Sin monumento

Se van a cumplir 20 años de un acontecimiento que nos cambió la vida. Y para ese aniversario, no tendremos un hito físico que lo recuerde.

El 11 de marzo de 2004 no se nos va a olvidar nunca. En realidad, no necesitamos en Madrid ni en España ningún monolito ni escultura. La huella, profunda, la tenemos en el corazón. Aún así, el Ayuntamiento de esta ciudad decidió erigir el monumento que los entonces Reyes y los entonces príncipes inauguraron justo tres años después junto a la estación de Atocha. Ahí ha estado… hasta hace unos pocos días.

Se nos ha dicho que las obras de ampliación de la línea 11 de metro obligan a rediseñar el espacio urbano en torno a la estación, y en ese plan, el monumento no tiene cabida ni razón de estar. Para decirlo más claro, estorba. Porque no bastaba con desmontarlo temporalmente y después reubicarlo. Se ha hecho necesario destruirlo. Los ladrillos de cristal van a ser repartidos, dicen, entre los familiares de las víctimas y quien desee guardar uno en su casa. Uno de los arquitectos se ha quejado amargamente.

Prometen el Ayuntamiento y la Comunidad de Madrid repensar el objeto de recuerdo a las víctimas, consensuarlo con las asociaciones, y si procede, instaurar un nuevo memorial. No hay fechas, ni mucho menos ideas.

La estética del monumento pudo ser controvertida, es cierto. No le hizo ningún favor el tráfico en torno al que fue levantado, y a la inversa, puede que éste tampoco se viera favorecido por la isleta que lo acogía. Pero lo cierto es que el proyecto resultó ganador de un concurso internacional al que concurrieron 280 propuestas. Se supone que por algo eligieron esta. Digamos que por fuera, sobriamente, recordaba. Por dentro, emocionaba.

Una vez, hace un tiempo, un canadiense me preguntaba por qué en España nos da por homenajear a los terroristas. Se refería a todas esas estructuras que tenemos levantadas por nuestra geografía allá donde un día se cometió un atentado. Le argumenté que a quien pretendemos recordar es a las víctimas, pero su respuesta fue que más de un terrorista se sentiría muy satisfecho de que se recuerde su “obra”.

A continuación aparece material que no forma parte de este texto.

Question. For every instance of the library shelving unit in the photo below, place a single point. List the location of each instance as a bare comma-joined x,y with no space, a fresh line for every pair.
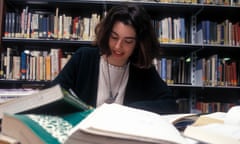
209,28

Puede que tenga razón, o en parte, pero lo cierto es que aquí nos gusta recordar así la historia y mantener vivos nuestros dolores. Y el 11-M es uno de los días que más nos duelen. En un país que ya acumuló muchos otros días de dolor durante mucho tiempo. Sí, señores jueces, aquí sabemos muy bien lo que es terrorismo.

El caso es que siempre, a lo largo de estos 20 años, ha cundido la sensación de que hay a quien aquel atentado, además de doler, que no lo dudo, molesta en la memoria. Molesta el recuerdo, la evocación. Y a lo mejor, molestaba el monumento.

La perspectiva no se ha perdido. Lo que pasó el 11-M fue que asesinaron a 193 personas, hirieron a 2.000, destrozaron a cientos de familias y nos dejaron helados a todos los madrileños y al resto de españoles. Y por más que queramos convencernos de lo contrario, la vida no ha vuelto a ser igual desde entonces.

Pero hubo para quien pasaron más cosas ese día y los siguientes. Y parece que todavía es de esas cosas de las que se acuerdan más, y no tanto de lo que realmente pasó. Parece, digo.

A lo mejor estoy equivocado. Posiblemente sea verdad que el desmantelamiento -destrucción- del monumento a las víctimas del 11-M se debe estrictamente a razones de índole técnica y urbanística. Y que en cuanto terminen las obras y sea posible, se reinstaurará otro memorial que ya no podrá ser el mismo. Más solemne, más bonito… ¿Se convocará otro concurso al efecto? Déjenme que juegue a ser ingenuo…

En fin, el tiempo dirá. Podremos debatir si recordamos los atentados, todos, o recordamos a las víctimas, todas. Podremos discernir sobre la mejor manera de recordarlas. Y en el caso concreto del 11-M, qué hacemos para que la memoria perdure y la referencia no se pierda.

Salvo que haya quien, más que debatir, discernir o reflexionar, directamente mande y decida.

Lo que es seguro es que en unos días vamos a conmemorar los 20 años del 11-M. Sin monumento.